During this first leg it the long trade never got too crowded. This allowed the move higher to have such long legs.

It wasn't until the past seven days did funding rates start to look whacky. These rates are what caused risk levels to start flashing for us.

In light of all this funding rate talk, it's important to remember to take all of this day by day. I know it's easy to get excited and jump into a dip.

Crypto twitter doesn't help with their constant drum beating of buying the dip and staying poor. Try to ignore it.

Things can change quick and try not to get too attached to anything.

A new buyer can come in tomorrow and change the entire dynamic we're detailing here. It's why we also try to refrain from forming a price action narrative. Because if we get too married to what we think might happen, then we will be fighting ourselves when we change our minds.

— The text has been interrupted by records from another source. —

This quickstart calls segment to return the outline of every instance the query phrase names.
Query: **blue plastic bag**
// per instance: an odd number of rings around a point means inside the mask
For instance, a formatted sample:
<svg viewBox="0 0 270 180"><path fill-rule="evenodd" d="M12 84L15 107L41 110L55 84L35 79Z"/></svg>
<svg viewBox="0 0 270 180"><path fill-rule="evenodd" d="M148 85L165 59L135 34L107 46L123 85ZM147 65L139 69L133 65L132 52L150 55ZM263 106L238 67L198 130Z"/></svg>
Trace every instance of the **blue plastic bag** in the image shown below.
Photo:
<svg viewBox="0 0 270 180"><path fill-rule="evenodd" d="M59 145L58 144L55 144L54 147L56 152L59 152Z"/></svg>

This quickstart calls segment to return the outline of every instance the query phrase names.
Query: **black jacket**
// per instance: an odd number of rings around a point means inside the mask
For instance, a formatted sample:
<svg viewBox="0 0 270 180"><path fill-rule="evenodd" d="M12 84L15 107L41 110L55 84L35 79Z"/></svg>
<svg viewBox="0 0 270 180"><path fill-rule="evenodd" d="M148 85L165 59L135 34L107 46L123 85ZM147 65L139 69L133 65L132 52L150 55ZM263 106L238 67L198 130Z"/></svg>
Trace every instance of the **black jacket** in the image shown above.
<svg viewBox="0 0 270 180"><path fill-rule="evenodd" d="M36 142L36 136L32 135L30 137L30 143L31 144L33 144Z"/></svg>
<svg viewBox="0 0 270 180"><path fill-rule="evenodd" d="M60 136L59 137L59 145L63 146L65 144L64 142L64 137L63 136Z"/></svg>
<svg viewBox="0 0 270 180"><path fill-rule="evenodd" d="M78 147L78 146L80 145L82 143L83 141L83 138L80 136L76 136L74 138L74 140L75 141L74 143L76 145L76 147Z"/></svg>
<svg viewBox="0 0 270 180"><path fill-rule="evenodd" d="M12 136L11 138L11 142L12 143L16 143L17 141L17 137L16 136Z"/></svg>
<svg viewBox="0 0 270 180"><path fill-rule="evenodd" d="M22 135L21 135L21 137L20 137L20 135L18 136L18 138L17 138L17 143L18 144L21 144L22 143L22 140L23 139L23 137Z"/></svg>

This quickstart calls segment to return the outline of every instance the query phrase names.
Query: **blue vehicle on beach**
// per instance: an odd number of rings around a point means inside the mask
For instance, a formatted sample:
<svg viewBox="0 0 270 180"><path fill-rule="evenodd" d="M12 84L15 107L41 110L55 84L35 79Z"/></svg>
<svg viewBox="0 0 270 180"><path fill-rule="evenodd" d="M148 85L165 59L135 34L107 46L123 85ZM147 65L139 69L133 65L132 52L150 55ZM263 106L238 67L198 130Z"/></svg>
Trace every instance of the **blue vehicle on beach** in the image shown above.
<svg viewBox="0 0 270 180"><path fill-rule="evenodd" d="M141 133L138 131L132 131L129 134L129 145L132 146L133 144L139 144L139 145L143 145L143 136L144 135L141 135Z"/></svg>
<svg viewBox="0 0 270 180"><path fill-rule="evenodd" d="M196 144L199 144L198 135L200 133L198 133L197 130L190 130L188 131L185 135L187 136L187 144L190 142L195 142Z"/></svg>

It's how you can become your own worst enemy.

Take it day by day...

On-chain flows

exchange flows

Ebb and flow...

Tides move in

Buyers step in

Tides flow out

Things get dark...

We haven't seen buyers step in as of 3:45 UTC on January 13th. We saw on-chain and exchange flows indicating profit taking, not position building. The $250 million USDT still sits dormant.

Funding rates still rise fast whenever price seems to start heading higher. Traders are FOMO'ing into any price action right now. Eventually they'll grow tired. Luckily for us, computers don't.